From that moment on, everyone connected with the child enters a world that you never knew existed or indeed wanted to exist. Life becomes a never ending circle of doctors, nurses, hospital wards, radiotherapy, chemotherapy, medication, feeding tubes and conversations about your child’s health and life.

Everyday is a worry, everyday you watch for small signs of improvement only to see each step forward followed by two steps backward.

You try to keep positive, and to smile, when inside your stomach aches with fear, your head wants to explode and you only really want to cry and scream.

Then there are other family members, other children that need you to be there for them and of course there is the small matter of employment. Many employers will help but sadly there are some that will not and tough, life changing decisions may have to be made.

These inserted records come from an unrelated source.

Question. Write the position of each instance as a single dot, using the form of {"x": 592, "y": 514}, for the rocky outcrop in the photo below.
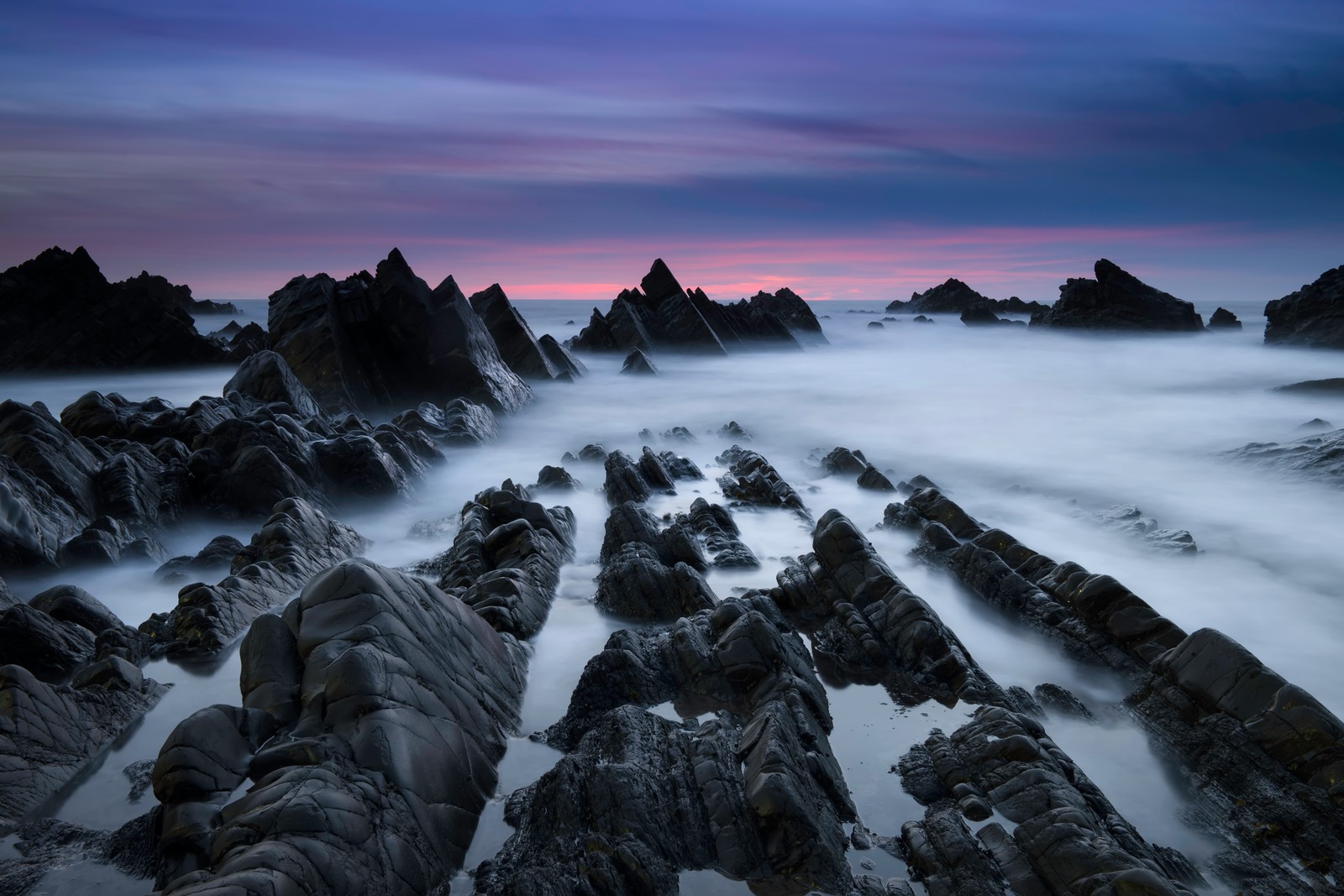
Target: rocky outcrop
{"x": 1117, "y": 301}
{"x": 71, "y": 317}
{"x": 389, "y": 342}
{"x": 1223, "y": 318}
{"x": 664, "y": 316}
{"x": 638, "y": 364}
{"x": 296, "y": 543}
{"x": 1066, "y": 837}
{"x": 640, "y": 799}
{"x": 1312, "y": 316}
{"x": 1317, "y": 456}
{"x": 69, "y": 688}
{"x": 506, "y": 559}
{"x": 954, "y": 297}
{"x": 519, "y": 348}
{"x": 375, "y": 710}
{"x": 753, "y": 481}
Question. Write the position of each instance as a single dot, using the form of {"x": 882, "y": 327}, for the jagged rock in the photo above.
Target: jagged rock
{"x": 1312, "y": 456}
{"x": 645, "y": 799}
{"x": 402, "y": 703}
{"x": 569, "y": 367}
{"x": 389, "y": 342}
{"x": 217, "y": 555}
{"x": 515, "y": 340}
{"x": 721, "y": 533}
{"x": 266, "y": 378}
{"x": 1223, "y": 318}
{"x": 297, "y": 542}
{"x": 873, "y": 479}
{"x": 1312, "y": 316}
{"x": 557, "y": 479}
{"x": 506, "y": 559}
{"x": 870, "y": 627}
{"x": 460, "y": 422}
{"x": 638, "y": 363}
{"x": 1068, "y": 839}
{"x": 1120, "y": 301}
{"x": 753, "y": 479}
{"x": 1334, "y": 385}
{"x": 71, "y": 317}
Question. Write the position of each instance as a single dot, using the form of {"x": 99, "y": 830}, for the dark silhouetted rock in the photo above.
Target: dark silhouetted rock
{"x": 1223, "y": 318}
{"x": 1117, "y": 301}
{"x": 389, "y": 342}
{"x": 296, "y": 543}
{"x": 638, "y": 363}
{"x": 1312, "y": 456}
{"x": 266, "y": 378}
{"x": 1334, "y": 385}
{"x": 394, "y": 712}
{"x": 71, "y": 317}
{"x": 1312, "y": 316}
{"x": 515, "y": 340}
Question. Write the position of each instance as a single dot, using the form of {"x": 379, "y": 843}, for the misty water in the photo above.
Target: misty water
{"x": 1027, "y": 430}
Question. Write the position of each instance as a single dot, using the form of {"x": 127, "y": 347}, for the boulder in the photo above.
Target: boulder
{"x": 71, "y": 317}
{"x": 1117, "y": 301}
{"x": 387, "y": 342}
{"x": 1312, "y": 316}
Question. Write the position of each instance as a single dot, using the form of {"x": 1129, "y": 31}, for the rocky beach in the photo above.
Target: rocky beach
{"x": 376, "y": 586}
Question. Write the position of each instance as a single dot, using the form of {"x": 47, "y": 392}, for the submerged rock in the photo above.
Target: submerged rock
{"x": 1117, "y": 301}
{"x": 387, "y": 342}
{"x": 375, "y": 711}
{"x": 71, "y": 317}
{"x": 1312, "y": 316}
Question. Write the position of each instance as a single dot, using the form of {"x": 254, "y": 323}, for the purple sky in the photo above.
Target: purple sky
{"x": 848, "y": 149}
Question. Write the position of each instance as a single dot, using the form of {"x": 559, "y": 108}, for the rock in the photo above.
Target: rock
{"x": 873, "y": 479}
{"x": 402, "y": 707}
{"x": 506, "y": 559}
{"x": 1223, "y": 318}
{"x": 555, "y": 479}
{"x": 638, "y": 363}
{"x": 297, "y": 542}
{"x": 722, "y": 537}
{"x": 664, "y": 316}
{"x": 266, "y": 378}
{"x": 753, "y": 479}
{"x": 1334, "y": 385}
{"x": 387, "y": 342}
{"x": 49, "y": 732}
{"x": 460, "y": 422}
{"x": 1312, "y": 456}
{"x": 1117, "y": 301}
{"x": 652, "y": 797}
{"x": 515, "y": 340}
{"x": 1312, "y": 316}
{"x": 980, "y": 315}
{"x": 217, "y": 555}
{"x": 71, "y": 317}
{"x": 1068, "y": 836}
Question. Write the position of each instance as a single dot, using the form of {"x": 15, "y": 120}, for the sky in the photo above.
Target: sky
{"x": 848, "y": 149}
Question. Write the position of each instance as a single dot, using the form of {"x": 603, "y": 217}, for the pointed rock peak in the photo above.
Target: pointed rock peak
{"x": 659, "y": 282}
{"x": 394, "y": 265}
{"x": 449, "y": 291}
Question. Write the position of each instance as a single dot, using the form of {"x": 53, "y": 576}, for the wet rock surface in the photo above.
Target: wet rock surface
{"x": 389, "y": 342}
{"x": 1117, "y": 301}
{"x": 71, "y": 317}
{"x": 1312, "y": 316}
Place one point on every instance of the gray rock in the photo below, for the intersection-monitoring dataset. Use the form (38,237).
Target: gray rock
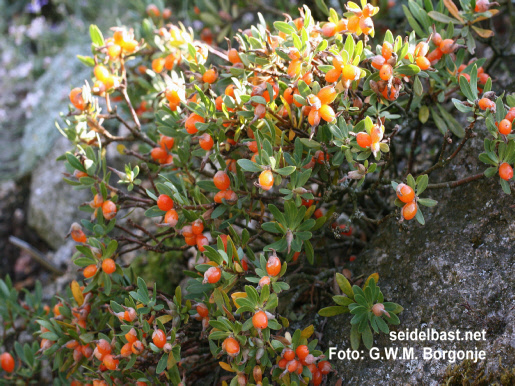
(53,204)
(456,272)
(50,98)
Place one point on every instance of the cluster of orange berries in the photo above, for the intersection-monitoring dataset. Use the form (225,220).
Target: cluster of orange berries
(7,362)
(407,195)
(193,235)
(294,361)
(162,154)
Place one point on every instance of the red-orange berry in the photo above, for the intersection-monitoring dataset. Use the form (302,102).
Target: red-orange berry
(76,98)
(164,202)
(206,141)
(171,217)
(159,338)
(7,362)
(212,275)
(110,362)
(386,72)
(505,171)
(131,336)
(273,265)
(260,320)
(266,180)
(231,346)
(221,180)
(191,121)
(90,271)
(108,266)
(505,127)
(103,347)
(409,210)
(137,347)
(210,76)
(109,210)
(405,193)
(302,351)
(364,140)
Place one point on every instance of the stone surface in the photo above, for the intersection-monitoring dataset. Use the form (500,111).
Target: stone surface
(48,99)
(53,204)
(456,272)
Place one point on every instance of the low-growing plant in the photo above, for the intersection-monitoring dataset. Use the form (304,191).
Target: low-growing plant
(248,160)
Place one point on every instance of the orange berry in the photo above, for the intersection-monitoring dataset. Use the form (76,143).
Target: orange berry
(131,336)
(109,209)
(191,121)
(332,75)
(264,281)
(366,24)
(485,103)
(405,193)
(76,98)
(221,180)
(108,266)
(233,56)
(409,210)
(90,271)
(378,61)
(266,180)
(387,50)
(328,29)
(231,346)
(159,338)
(126,350)
(197,227)
(423,63)
(103,347)
(164,202)
(206,141)
(202,310)
(202,241)
(505,127)
(137,347)
(110,362)
(505,171)
(386,72)
(327,113)
(273,266)
(158,154)
(288,95)
(158,65)
(327,95)
(260,320)
(171,218)
(212,275)
(364,140)
(302,351)
(7,362)
(210,76)
(314,117)
(350,72)
(288,354)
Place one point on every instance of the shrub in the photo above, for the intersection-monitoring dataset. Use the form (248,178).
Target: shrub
(253,157)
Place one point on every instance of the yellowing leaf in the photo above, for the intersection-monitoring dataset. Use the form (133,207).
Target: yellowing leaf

For many the family income was taken for granted, the mortgage needs paying, bills are landing on the mat, the washing machine needs to be replaced, yet nothing seems important anymore apart from the life of your precious child. You seek help, but from where?

You expect that the hospital and the NHS machine will provide you with the help, assistance and support during this time, of course any equipment that you need will be provided and your friends and family will be with you every step of the way. For many this is not the case.

For many the hospital becomes a second home as you refuse to leave your child’s side. Family members who are there at the beginning slowly drift away as life continues as normal outside of the hospital and likewise friends that you relied on for support don’t visit as often.

Pressures are put on relationships and sadly many seemingly strong marriages and partnerships fall apart.

The other parents fast become your friends and strong bonds are formed as fears and the unthinkable is quietly talked about between you.

Charities provide and try to fill the gaps missing from provision and support, but they can only give limited help and cannot give the one thing you crave to hear, that it’s all been a huge mistake and you can go home and live the normal life you had planned only a few weeks before the devastating news that “your child has a brain tumour “

Life can be a very lonely and frightening experience for those who live this life and I speak from real experience after our son Ryan Lee, aged 14, was diagnosed in August 2009 with Glioblastoma Multiforme brain tumours (5 in total) tragically losing the battle 10 months later in our arms.

This is just a small insight into the life of parents who enter into this world; thankfully many will never be given the key. So try not to take life, health and family for granted and look after each other.